Hichem Mechichi, actuel ministre de l’Intérieur, a attendu le dernier moment pour donner la composition de son équipe gouvernementale, qu’il compte présenter au Parlement pour obtenir sa confiance.
Inconnus au bataillon
Revendiquant le titre de « technocrate », ce gouvernement se compose de 28 portefeuilles ministériels et secrétariats d’État, dont huit sont dirigés par des femmes. Difficile de dégager une orientation politique générale de l’équipe proposée car les inconnus y sont légion et les différences entre eux considérables.
L’empreinte du président tunisien Kaïs Saïed est palpable dans les choix qui ont été faits. À commencer par le chef d’équipe, Hichem Mechichi. Cet énarque de 46 ans a été directeur cabinet de différents ministres et au sein de différents ministères avant d’être nommé conseiller juridique à Carthage en janvier 2020.
À peine le temps de poser ses valises qu’il a été propulsé ministre de l’Intérieur au sein du gouvernement d’Elyes Fakhfakh. Ce dernier s’est retrouvé sur la sellette et a fini par démissionner à cause d’une affaire de conflit d’intérêts, avant d’être remplacé par Mechichi, seulement quelques mois après avoir intégré le gouvernement.
Autre conseiller du chef de l’État qui se retrouve au gouvernement : Othman Jerandi, proposé au ministère des Affaires étrangères. Nommé à Carthage en avril 2020, ce diplomate ayant trente ans de carrière a déjà été à la tête du ministère entre 2013 et 2014. Sa connaissance des instances onusiennes sera précieuse pour la Tunisie, qui occupe actuellement le poste de membre non permanent du Conseil de sécurité de l’ONU.
Kaïs Saïed étend son périmètre
Selon la Constitution, les Affaires étrangères et la Défense sont attribuées en concertation avec le chef de l’État, car ce sont là deux prérogatives présidentielles. Toutefois, Kaïs Saïed ne se contente pas de ce périmètre et a également eu son mot à dire sur d’autres portefeuilles régaliens comme celui de l’Intérieur, tirant ainsi avantage de la faiblesse politique des chefs de gouvernement qu’il s’est lui-même choisis.

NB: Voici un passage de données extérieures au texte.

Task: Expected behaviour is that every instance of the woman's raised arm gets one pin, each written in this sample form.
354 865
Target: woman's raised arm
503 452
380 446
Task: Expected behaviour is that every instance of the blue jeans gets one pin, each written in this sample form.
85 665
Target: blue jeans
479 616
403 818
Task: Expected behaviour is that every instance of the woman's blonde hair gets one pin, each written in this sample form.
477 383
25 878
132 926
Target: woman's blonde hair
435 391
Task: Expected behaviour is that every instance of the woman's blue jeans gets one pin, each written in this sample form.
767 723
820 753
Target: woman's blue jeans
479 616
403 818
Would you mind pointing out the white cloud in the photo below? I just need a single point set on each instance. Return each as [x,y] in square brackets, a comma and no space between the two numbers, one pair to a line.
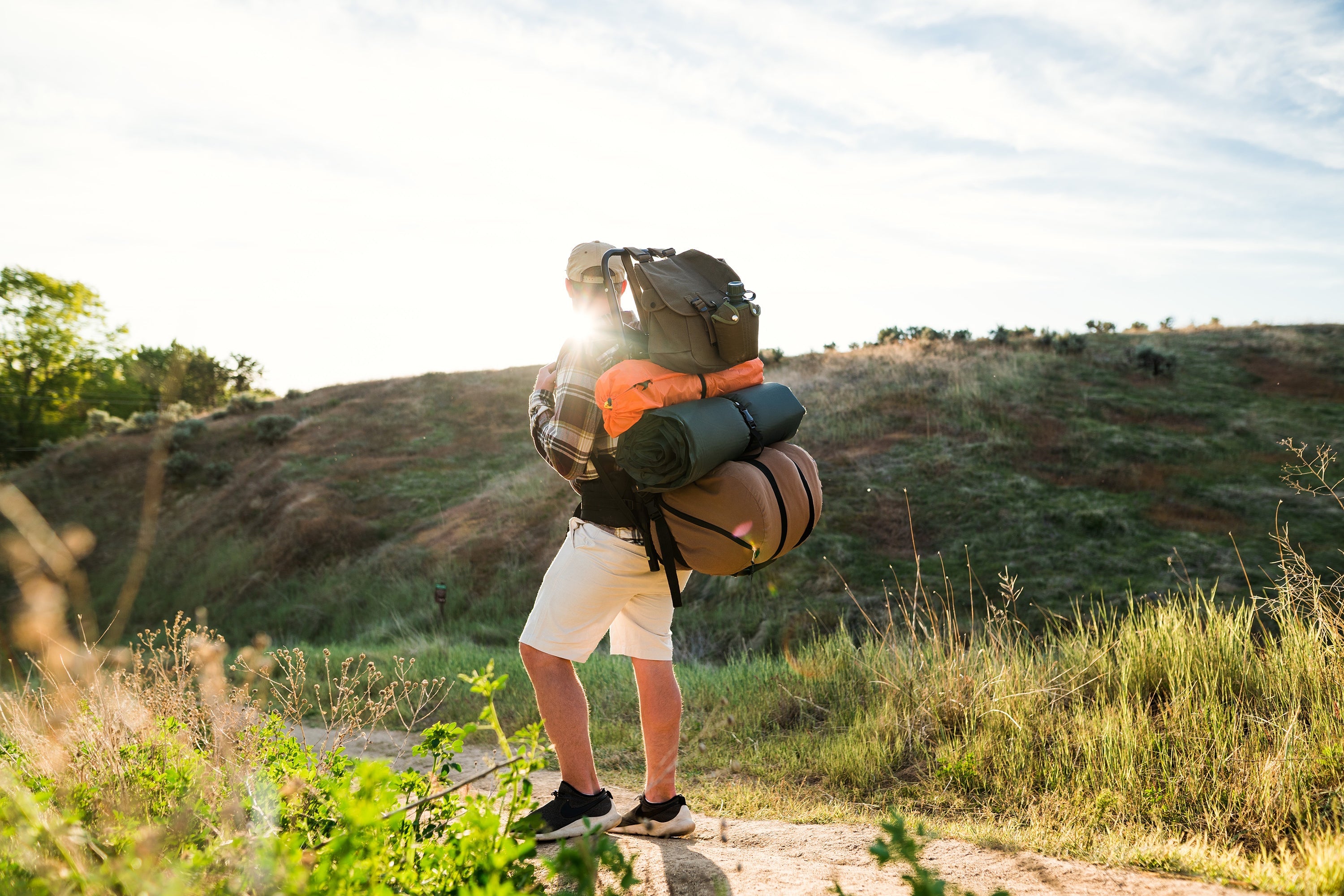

Ainsi, le successeur potentiel de Mechichi à la tête de l’Intérieur est lui aussi un proche de Kaïs Saïed. Taoufik Charfeddine est un avocat quinquagénaire qui n’a aucune accointance connue avec les partis politiques mais qui a été très actif auprès du chef de l’État pendant sa campagne présidentielle. Sa nomination à l’Intérieur a suscité la réserve de plusieurs partis politiques, selon des observateurs.
En réaction, le journal Acharaa al-Maghribi a nargué le président de la République sur sa une ce mardi, en rappelant ses propos de campagne, en juin 2019 : « Que personne, même les bénévoles au sein de ma campagne, n’attende de la récompense ou de la reconnaissance. »
Si ce gouvernement arrive à obtenir la confiance du Parlement le 1er septembre, il aura un autre défi : la cohérence idéologique. Par exemple, à la tête du nouveau pôle économique, qui regroupe, en plus de l’économie, les finances et l’investissement, figure Ali Kooli. C’est le directeur général de l’Arab Banking Corporation — Tunis, filiale de la Banque ABC dont le siège est établi à Manama, au Bahreïn.
Cotée à la Bourse de Bahreïn depuis 1990, elle dispose d’un capital social à hauteur de plus de 3 milliards de dollars, détenu à 59 % par la Banque centrale de Libye et à 29 % par Kuwait Investment Authority. Le fait que Ali Kooli ait été l’un des membres fondateurs du parti Afek Tounes en 2011 ne l’a pas disqualifié pour ce poste sensible. Ce parti ultralibéral a été composé en majeure partie de hauts cadres vivant à l’étranger, il ne dispose que de deux élus au Parlement aujourd’hui.
Loin de cette tendance libérale, c’est Mohamed Trabelsi qui a été nommé aux affaires sociales. Il a occupé ce poste pendant trois ans et demi entre 2016 et 2020, et il est connu pour sa proximité avec le puissant syndicat Union générale tunisienne du travail (UGTT).
Moez Chakchouk est l’une des rares personnalités qui a fait consensus autour de sa nomination. Il devrait hériter du ministère des Transports où la situation difficile de Tunisair, la compagnie aérienne publique, des sociétés régionales de transport ou de la Société nationale des chemins de fer sont autant de défis à relever. Il rentrerait de Paris où il occupe le poste de sous-directeur général pour la Communication et l’Information à l’Unesco. Chakchouk a déjà fait ses preuves à la tête de la poste tunisienne, qu’il a su moderniser.